Nach dem Vortrag der Hinterlegerin in Verbindung mit den von ihr vorgelegten Anlagen besteht Uneinigkeit zwischen der Hinterlegerin und dem möglichen Empfänger … über die Höhe einer Zahlungsverpflichtung der Hinterlegerin als Testamentsvollstreckerin aus dem Nachlass der Erblasserin … zugunsten … Insbesondere ist die Testamentsvollstreckerin der Meinung, dass dem möglichen Empfänger … ein erheblich geringerer Forderungsbetrag zusteht als von diesem geltend gemacht.
Es wurden von der Hinterlegerin weder Tatsachen vorgetragen, die zu einer Entbehrlichkeit des Angebots nach § 296 BGB führen, noch Voraussetzungen, bei denen ein wörtliches Angebots gemäß § 295 BGB genügt. Demgemäß wäre die Hinterlegung wegen Annahmeverzugs nur gerechtfertigt, wenn die Hinterlegerin den hinterlegten Geldbetrag dem möglichen Empfänger … gem. § 294 BGB tatsächlich so angeboten hätte, wie er zu bewirken ist, und zwar im Sinne des Beginns der Leistung. Hierzu fehlt jeglicher Vortrag der Hinterlegerin und es ergibt sich diesbezüglich auch nichts aus den von ihr vorgelegten Anlagen.

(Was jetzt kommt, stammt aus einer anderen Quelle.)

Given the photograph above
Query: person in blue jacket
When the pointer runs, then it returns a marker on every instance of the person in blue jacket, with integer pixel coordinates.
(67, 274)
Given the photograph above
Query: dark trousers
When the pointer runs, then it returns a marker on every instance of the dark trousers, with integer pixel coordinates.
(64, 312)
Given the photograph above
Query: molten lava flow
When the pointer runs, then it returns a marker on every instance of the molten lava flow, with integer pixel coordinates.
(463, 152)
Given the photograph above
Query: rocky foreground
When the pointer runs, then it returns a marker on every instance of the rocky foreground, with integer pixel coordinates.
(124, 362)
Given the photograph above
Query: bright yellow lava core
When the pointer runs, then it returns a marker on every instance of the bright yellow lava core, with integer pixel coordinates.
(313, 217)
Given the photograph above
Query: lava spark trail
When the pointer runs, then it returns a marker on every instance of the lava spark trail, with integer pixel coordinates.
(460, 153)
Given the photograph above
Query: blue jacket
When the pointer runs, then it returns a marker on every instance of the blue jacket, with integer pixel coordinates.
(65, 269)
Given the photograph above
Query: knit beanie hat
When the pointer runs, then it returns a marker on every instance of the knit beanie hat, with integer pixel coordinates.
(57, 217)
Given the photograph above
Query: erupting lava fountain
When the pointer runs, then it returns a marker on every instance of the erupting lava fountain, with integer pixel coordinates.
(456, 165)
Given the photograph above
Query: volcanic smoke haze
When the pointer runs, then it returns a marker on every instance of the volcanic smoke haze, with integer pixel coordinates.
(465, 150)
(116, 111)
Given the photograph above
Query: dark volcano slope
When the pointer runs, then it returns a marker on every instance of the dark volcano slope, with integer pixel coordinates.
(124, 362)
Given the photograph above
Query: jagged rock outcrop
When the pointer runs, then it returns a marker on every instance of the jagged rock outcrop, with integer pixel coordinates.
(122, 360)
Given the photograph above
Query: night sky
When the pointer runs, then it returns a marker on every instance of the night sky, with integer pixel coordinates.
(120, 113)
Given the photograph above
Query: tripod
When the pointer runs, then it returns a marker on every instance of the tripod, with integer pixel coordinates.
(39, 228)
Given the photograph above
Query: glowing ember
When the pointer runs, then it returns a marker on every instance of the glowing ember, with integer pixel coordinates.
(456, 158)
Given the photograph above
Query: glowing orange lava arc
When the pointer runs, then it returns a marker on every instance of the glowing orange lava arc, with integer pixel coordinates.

Damit sind die Hinterlegungsbescheide vom 04.10.2019 und vom 25.10.2019 samt dem sich hierauf beziehenden Änderungsbescheid vom 05.11.2019 aufzuheben und ist die Rückzahlung der hinterlegten Geldsummen in Höhe von 191437,39 € und in Höhe von 648,06 € an die Hinterlegerin anzuordnen.